What is a referral fee? It is the amount paid by a contingent fee lawyer to the referring attorney based on the referred case settlement. Of course, there is a huge difference between paying the referring lawyer a portion of the recovery amount and sending a thoughtful gift as a “thank you” for receiving a referral.
If you expect to receive a referral fee, you need to make it clear at the outset. The most unethical issue that may arise when referring a case is:
Lawyer X refers a prospective client to Lawyer Y. The client and Lawyer Y sign a fee agreement, only for Lawyer X to pop back into the picture and demand a referral fee from Lawyer Y.
To avoid any confusion or unethical conduct, the American Bar Association (ABA) has a set of guidelines in its Model Rules for Professional Conduct that governs attorney referral fees and fee agreements. These are outlined below.
To clarify, all fee-division arrangements don’t always have to be proportional. Non-proportional agreements can be allowed if each attorney assumes “joint responsibility.” It means that the referring and receiving lawyers are both equally liable for any malpractice claim lodged against them.
To ensure ABA compliance in your jurisdiction, always check the respective state rules and apply them to the letter.
Since state bar compliance effectively renders both attorneys jointly responsible for a case, referrals can be a little tricky. To avoid any potential issues when entering into a referral fee agreement, here are some best practices you can adopt.
Agreements need to stipulate what the roles and responsibilities of each attorney in the case are. If only one attorney is expected to physically handle the case, this needs to be stated clearly in the agreement. The last thing you want is a misunderstanding about the role of each lawyer in the middle of litigation.
This is one area where you don’t want to be making any assumptions when it comes to the percentage of the fee the referring attorney expects. Depending on the state you live in, attorney referral fees can be 30 percent or more of the recovery amount.
Establish what is considered “reasonable” in your state and make sure this is indicated in the agreement.
Remember, the ABA Model Rules stipulate that you must refer a client to a competent lawyer. It makes you jointly responsible for the actions of the receiving attorney.

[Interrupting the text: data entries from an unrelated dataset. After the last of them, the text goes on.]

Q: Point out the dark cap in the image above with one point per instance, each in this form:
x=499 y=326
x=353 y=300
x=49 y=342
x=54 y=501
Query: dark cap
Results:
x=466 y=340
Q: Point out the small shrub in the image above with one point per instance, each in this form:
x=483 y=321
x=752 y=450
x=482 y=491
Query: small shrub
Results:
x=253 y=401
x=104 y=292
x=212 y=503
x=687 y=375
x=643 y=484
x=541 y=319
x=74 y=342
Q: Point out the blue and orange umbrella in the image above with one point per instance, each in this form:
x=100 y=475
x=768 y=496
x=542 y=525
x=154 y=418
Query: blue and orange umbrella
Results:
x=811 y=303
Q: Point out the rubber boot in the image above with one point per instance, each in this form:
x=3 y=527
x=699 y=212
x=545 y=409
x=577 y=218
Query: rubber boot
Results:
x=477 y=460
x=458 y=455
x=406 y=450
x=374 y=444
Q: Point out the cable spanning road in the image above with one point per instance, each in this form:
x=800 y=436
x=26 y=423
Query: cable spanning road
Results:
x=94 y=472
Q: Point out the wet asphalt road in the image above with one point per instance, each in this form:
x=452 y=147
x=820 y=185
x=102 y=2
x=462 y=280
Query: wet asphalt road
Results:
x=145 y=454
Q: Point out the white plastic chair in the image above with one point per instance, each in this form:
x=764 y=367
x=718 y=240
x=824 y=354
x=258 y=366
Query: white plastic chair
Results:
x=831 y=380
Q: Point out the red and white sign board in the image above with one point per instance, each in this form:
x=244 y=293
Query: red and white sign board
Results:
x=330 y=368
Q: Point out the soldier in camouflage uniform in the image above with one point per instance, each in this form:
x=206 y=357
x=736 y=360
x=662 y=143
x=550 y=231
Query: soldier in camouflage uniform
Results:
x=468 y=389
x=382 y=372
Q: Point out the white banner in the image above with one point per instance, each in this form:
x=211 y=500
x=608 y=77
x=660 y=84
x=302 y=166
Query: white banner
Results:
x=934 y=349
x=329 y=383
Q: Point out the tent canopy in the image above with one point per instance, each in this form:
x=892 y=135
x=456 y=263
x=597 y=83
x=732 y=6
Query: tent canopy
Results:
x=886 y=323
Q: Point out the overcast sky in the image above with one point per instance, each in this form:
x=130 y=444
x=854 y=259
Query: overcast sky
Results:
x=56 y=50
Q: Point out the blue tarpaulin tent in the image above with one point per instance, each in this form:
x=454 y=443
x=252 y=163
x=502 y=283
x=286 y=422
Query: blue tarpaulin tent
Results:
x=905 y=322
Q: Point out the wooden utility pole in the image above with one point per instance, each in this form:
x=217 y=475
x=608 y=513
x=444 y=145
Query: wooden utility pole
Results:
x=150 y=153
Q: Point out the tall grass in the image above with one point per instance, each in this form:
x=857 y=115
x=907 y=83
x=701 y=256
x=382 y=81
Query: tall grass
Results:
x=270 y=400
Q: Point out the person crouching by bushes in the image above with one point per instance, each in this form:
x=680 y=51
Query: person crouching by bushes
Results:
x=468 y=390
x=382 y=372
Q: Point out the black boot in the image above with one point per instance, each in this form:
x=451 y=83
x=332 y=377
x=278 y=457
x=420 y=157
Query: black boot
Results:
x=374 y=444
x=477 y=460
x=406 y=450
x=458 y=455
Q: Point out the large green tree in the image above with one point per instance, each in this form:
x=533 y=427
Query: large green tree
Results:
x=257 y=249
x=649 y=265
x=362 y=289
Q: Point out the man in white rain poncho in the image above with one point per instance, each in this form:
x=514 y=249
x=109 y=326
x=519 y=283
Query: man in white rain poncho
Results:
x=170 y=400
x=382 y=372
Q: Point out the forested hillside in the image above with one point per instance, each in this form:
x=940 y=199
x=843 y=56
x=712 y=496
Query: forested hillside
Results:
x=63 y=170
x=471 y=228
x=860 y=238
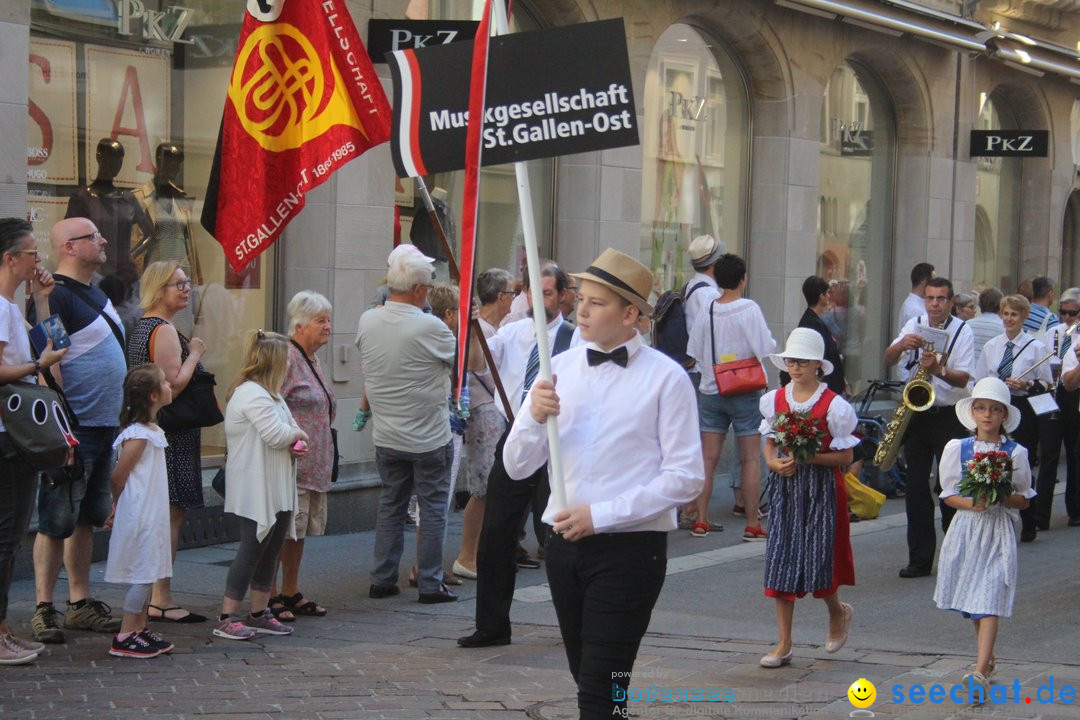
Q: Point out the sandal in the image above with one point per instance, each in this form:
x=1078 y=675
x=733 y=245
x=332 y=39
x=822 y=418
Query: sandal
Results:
x=279 y=608
x=184 y=620
x=309 y=608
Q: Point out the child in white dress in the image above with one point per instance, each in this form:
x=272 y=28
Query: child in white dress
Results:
x=139 y=548
x=976 y=570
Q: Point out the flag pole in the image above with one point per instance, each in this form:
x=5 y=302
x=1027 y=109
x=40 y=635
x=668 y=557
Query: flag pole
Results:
x=539 y=317
x=456 y=274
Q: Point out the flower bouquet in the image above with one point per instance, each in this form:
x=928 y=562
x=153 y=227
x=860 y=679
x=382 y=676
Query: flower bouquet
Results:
x=798 y=434
x=987 y=476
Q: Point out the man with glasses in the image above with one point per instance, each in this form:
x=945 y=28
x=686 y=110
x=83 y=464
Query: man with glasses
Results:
x=92 y=374
x=930 y=430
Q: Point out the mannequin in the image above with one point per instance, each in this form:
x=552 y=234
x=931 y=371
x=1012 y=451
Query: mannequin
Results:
x=115 y=211
x=170 y=208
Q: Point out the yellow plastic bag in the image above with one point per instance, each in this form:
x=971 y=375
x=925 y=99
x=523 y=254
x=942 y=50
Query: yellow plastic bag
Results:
x=865 y=502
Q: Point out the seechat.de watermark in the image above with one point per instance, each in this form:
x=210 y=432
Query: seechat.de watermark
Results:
x=972 y=693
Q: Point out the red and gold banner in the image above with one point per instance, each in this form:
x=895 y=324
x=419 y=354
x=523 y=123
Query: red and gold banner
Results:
x=304 y=99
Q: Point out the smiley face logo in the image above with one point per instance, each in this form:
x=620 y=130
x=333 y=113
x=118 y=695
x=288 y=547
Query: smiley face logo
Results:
x=862 y=693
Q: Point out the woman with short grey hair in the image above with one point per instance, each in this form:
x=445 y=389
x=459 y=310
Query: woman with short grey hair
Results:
x=310 y=398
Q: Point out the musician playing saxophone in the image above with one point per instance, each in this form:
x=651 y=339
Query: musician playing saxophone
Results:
x=929 y=431
x=1020 y=360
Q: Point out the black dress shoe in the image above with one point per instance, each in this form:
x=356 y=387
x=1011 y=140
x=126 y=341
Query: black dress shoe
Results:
x=483 y=639
x=379 y=592
x=914 y=571
x=443 y=595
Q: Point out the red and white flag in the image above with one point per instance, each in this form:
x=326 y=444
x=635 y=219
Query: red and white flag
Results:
x=304 y=99
x=477 y=86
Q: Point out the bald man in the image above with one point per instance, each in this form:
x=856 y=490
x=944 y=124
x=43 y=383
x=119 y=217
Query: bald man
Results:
x=92 y=374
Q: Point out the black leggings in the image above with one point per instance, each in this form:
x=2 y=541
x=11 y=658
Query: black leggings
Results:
x=255 y=561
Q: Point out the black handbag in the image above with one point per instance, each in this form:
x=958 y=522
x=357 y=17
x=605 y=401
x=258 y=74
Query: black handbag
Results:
x=38 y=424
x=194 y=407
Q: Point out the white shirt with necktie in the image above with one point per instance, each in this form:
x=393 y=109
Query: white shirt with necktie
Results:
x=960 y=358
x=631 y=450
x=511 y=348
x=1026 y=352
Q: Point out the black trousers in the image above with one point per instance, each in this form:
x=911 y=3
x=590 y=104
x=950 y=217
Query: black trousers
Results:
x=504 y=507
x=926 y=438
x=1069 y=402
x=604 y=589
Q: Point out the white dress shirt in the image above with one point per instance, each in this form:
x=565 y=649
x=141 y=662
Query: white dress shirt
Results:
x=914 y=306
x=511 y=348
x=1027 y=351
x=701 y=297
x=961 y=358
x=984 y=328
x=631 y=450
x=740 y=330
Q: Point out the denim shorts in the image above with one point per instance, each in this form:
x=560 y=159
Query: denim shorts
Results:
x=83 y=501
x=717 y=412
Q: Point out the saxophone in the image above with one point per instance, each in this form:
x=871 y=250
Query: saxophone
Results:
x=918 y=396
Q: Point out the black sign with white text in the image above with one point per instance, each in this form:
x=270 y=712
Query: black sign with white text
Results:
x=387 y=36
x=549 y=93
x=1010 y=143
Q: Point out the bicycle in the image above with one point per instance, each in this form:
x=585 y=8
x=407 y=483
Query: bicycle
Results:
x=871 y=428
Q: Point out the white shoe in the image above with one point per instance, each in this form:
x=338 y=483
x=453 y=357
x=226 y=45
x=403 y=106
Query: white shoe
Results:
x=462 y=571
x=777 y=661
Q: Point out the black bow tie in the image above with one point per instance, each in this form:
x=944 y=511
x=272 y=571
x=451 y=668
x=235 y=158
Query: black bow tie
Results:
x=619 y=356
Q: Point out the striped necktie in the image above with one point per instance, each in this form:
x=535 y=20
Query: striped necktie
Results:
x=531 y=370
x=1004 y=369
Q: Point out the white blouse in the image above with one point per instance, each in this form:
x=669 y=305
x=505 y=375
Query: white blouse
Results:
x=840 y=418
x=949 y=471
x=740 y=330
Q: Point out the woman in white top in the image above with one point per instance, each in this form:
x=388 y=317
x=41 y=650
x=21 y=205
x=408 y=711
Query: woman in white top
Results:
x=730 y=328
x=1008 y=356
x=18 y=265
x=262 y=439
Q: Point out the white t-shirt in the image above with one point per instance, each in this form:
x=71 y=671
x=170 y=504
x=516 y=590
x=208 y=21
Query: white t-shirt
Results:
x=740 y=331
x=16 y=342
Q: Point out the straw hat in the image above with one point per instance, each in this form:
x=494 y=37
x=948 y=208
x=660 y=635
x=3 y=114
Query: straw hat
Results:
x=989 y=389
x=804 y=343
x=623 y=275
x=704 y=250
x=406 y=248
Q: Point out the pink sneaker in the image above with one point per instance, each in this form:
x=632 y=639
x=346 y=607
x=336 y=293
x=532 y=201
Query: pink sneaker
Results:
x=266 y=624
x=233 y=628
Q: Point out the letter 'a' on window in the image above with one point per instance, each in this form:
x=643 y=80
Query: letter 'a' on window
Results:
x=696 y=148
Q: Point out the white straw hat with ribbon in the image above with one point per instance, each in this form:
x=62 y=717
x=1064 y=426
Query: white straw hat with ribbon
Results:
x=804 y=343
x=988 y=389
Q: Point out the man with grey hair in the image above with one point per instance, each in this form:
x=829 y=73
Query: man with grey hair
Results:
x=407 y=356
x=987 y=325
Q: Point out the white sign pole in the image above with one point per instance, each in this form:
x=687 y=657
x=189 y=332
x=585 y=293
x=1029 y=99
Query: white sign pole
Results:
x=539 y=317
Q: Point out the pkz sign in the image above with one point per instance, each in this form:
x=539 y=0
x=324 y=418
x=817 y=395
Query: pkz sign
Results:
x=390 y=36
x=1010 y=143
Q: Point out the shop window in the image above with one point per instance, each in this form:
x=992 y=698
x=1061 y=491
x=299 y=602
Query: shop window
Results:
x=997 y=205
x=854 y=217
x=124 y=116
x=696 y=146
x=500 y=239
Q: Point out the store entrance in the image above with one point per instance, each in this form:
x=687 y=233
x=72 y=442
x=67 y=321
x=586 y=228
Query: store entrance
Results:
x=1070 y=242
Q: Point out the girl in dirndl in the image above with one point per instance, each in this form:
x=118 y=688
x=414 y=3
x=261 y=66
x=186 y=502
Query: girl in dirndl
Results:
x=809 y=547
x=976 y=569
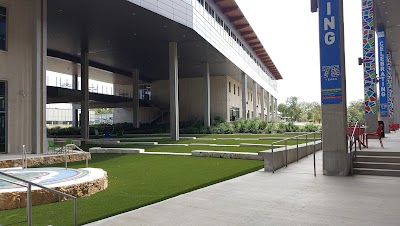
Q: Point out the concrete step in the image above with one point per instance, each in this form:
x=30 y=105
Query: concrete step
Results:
x=375 y=165
x=377 y=172
x=378 y=159
x=378 y=153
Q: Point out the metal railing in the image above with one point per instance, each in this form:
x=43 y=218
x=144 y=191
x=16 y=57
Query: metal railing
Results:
x=297 y=147
x=352 y=139
x=24 y=158
x=66 y=148
x=29 y=185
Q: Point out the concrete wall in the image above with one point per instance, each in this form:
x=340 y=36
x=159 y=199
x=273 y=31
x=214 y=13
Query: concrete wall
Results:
x=70 y=68
x=191 y=97
x=235 y=99
x=16 y=70
x=277 y=159
x=146 y=115
x=194 y=15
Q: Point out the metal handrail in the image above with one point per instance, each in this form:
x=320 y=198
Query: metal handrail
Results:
x=351 y=141
x=79 y=150
x=297 y=149
x=28 y=185
x=24 y=157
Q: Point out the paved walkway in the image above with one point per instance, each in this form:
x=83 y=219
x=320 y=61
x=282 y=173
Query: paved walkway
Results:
x=291 y=196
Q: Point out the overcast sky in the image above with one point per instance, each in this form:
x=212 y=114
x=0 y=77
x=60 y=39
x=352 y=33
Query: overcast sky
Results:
x=289 y=33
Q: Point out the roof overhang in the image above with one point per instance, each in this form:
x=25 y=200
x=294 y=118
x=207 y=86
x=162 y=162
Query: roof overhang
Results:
x=235 y=15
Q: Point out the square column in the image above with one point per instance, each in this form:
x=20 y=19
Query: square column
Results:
x=74 y=105
x=383 y=97
x=85 y=95
x=206 y=86
x=267 y=106
x=262 y=104
x=39 y=93
x=255 y=99
x=336 y=160
x=173 y=90
x=244 y=95
x=135 y=97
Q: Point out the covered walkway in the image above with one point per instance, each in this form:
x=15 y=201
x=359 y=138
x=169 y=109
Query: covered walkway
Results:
x=290 y=196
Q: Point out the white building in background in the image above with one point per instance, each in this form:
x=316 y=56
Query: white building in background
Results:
x=198 y=59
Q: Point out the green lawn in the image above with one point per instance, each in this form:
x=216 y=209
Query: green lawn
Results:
x=227 y=142
x=180 y=149
x=135 y=181
x=188 y=149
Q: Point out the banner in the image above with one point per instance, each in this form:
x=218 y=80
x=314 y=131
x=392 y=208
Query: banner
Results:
x=389 y=83
x=384 y=111
x=330 y=52
x=370 y=106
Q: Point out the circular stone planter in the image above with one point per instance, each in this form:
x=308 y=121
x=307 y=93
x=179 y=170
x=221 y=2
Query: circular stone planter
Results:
x=76 y=182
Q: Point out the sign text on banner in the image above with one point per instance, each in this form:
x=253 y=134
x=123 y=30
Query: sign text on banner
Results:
x=384 y=110
x=330 y=52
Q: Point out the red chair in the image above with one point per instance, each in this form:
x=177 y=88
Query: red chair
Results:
x=378 y=134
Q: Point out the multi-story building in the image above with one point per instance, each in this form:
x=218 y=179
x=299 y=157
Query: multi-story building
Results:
x=194 y=59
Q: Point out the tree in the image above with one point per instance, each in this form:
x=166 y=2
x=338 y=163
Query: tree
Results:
x=283 y=109
x=355 y=111
x=101 y=111
x=291 y=108
x=316 y=112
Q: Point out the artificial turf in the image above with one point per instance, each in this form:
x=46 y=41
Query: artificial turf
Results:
x=135 y=181
x=180 y=149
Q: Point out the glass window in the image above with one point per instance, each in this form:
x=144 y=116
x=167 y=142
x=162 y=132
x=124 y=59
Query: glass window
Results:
x=3 y=28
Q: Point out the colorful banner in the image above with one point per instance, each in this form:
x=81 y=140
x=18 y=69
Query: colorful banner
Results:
x=370 y=106
x=330 y=52
x=390 y=83
x=384 y=110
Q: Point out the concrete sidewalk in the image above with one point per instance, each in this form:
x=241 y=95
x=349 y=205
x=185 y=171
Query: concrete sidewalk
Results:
x=290 y=196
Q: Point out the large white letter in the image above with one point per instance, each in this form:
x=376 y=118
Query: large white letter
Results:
x=329 y=38
x=329 y=23
x=328 y=8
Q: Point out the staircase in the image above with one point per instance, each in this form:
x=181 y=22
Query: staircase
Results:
x=378 y=163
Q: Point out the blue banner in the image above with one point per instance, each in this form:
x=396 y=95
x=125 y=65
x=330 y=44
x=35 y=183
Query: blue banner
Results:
x=330 y=52
x=384 y=110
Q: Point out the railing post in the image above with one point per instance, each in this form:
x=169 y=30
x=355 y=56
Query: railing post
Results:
x=272 y=157
x=315 y=171
x=65 y=156
x=286 y=150
x=87 y=159
x=29 y=204
x=307 y=145
x=75 y=212
x=297 y=141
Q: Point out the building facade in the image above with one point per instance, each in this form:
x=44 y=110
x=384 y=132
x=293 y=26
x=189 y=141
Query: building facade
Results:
x=202 y=59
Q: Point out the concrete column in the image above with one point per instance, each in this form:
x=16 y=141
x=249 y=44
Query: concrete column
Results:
x=173 y=90
x=135 y=97
x=268 y=104
x=262 y=103
x=395 y=97
x=272 y=99
x=244 y=95
x=39 y=93
x=85 y=94
x=255 y=99
x=276 y=109
x=334 y=114
x=74 y=105
x=206 y=85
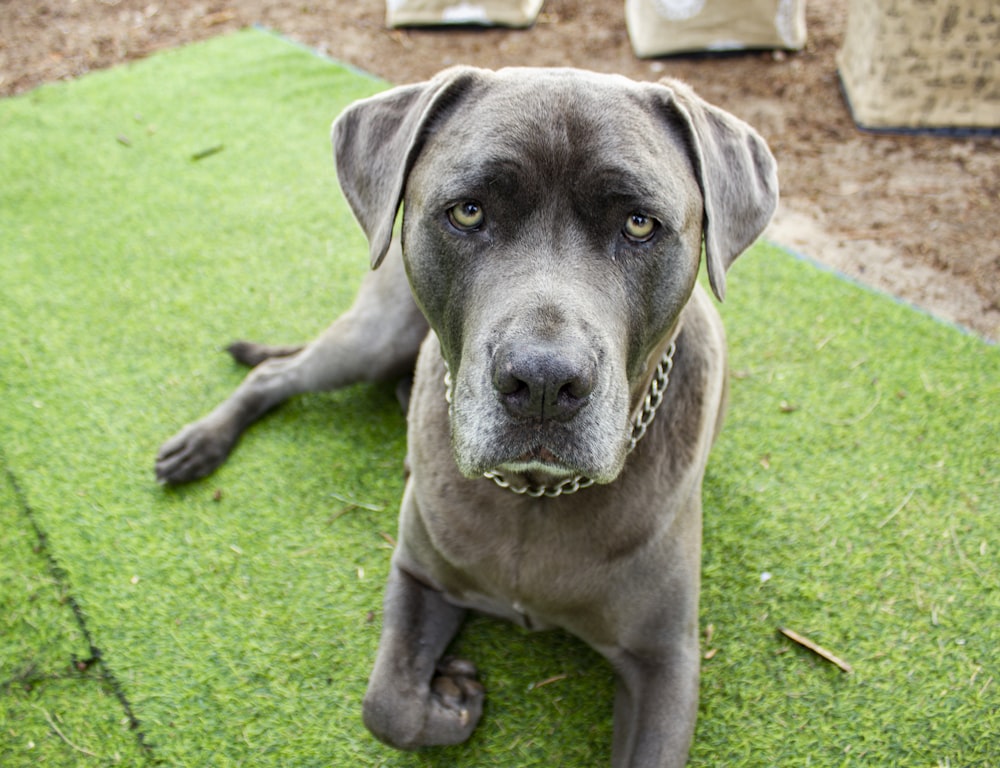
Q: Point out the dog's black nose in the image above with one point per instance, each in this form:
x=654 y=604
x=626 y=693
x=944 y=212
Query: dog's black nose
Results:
x=542 y=382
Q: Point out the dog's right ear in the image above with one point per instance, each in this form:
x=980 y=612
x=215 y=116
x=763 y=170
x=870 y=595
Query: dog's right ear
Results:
x=377 y=140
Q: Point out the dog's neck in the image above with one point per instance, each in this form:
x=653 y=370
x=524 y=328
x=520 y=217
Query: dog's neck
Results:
x=662 y=354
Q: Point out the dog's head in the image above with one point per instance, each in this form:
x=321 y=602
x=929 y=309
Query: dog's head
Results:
x=553 y=223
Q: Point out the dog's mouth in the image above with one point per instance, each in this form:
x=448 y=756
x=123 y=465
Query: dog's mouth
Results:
x=538 y=460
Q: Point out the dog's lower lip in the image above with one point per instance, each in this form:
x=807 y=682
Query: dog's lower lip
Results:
x=541 y=455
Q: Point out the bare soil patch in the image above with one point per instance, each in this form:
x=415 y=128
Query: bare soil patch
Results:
x=916 y=216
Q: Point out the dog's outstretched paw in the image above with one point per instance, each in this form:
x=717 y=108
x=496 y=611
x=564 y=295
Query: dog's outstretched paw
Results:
x=194 y=452
x=411 y=717
x=456 y=701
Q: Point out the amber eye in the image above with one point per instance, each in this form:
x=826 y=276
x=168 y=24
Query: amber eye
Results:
x=639 y=227
x=466 y=216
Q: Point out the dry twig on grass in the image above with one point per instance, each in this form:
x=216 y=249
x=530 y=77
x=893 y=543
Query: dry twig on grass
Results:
x=817 y=649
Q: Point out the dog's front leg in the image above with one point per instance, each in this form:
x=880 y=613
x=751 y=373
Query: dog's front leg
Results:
x=416 y=699
x=656 y=703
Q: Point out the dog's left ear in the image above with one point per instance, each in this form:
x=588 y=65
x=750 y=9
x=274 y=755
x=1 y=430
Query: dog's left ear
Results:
x=737 y=174
x=377 y=140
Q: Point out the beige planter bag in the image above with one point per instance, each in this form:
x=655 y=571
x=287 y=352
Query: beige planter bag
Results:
x=661 y=27
x=501 y=13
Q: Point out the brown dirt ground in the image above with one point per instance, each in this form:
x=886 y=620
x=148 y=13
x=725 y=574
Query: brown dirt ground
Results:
x=913 y=215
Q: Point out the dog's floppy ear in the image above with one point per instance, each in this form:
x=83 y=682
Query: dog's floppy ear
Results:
x=377 y=140
x=737 y=174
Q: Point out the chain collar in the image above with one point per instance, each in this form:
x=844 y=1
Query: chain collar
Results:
x=640 y=423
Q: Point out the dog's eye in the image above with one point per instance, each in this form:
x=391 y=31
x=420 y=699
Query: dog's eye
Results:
x=639 y=227
x=466 y=216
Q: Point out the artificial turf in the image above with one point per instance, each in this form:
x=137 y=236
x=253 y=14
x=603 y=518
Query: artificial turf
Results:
x=152 y=213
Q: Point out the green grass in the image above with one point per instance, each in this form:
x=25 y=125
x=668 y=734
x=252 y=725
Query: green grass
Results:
x=236 y=619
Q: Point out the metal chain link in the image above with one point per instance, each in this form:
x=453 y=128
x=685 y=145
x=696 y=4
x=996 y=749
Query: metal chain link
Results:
x=650 y=404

It is always a good idea to refer clients to attorneys you’ve worked with in the past. If that’s not the case, you should, at the very least, check their reputation to ensure they’re qualified enough to represent your client.
One way to do this would be to use a credible lawyer referral service. That way, you know you’re working with lawyers who have been screened in specific practice areas and are competent enough to represent your client.
In most states, you file a complaint with the disciplinary board by filling in and mailing a state-issued form. Some of the details you’re required to provide include the lawyer’s name and contact information, your name and contact information, and a detailed description of the issue in question.
You’ll also need to provide copies of the relevant documents related to the violation in question. Some states allow complaints to be filed online or via a phone call.
To avoid ethical issues from cropping up, make sure you follow the ABA Model Rules when referring cases to other lawyers.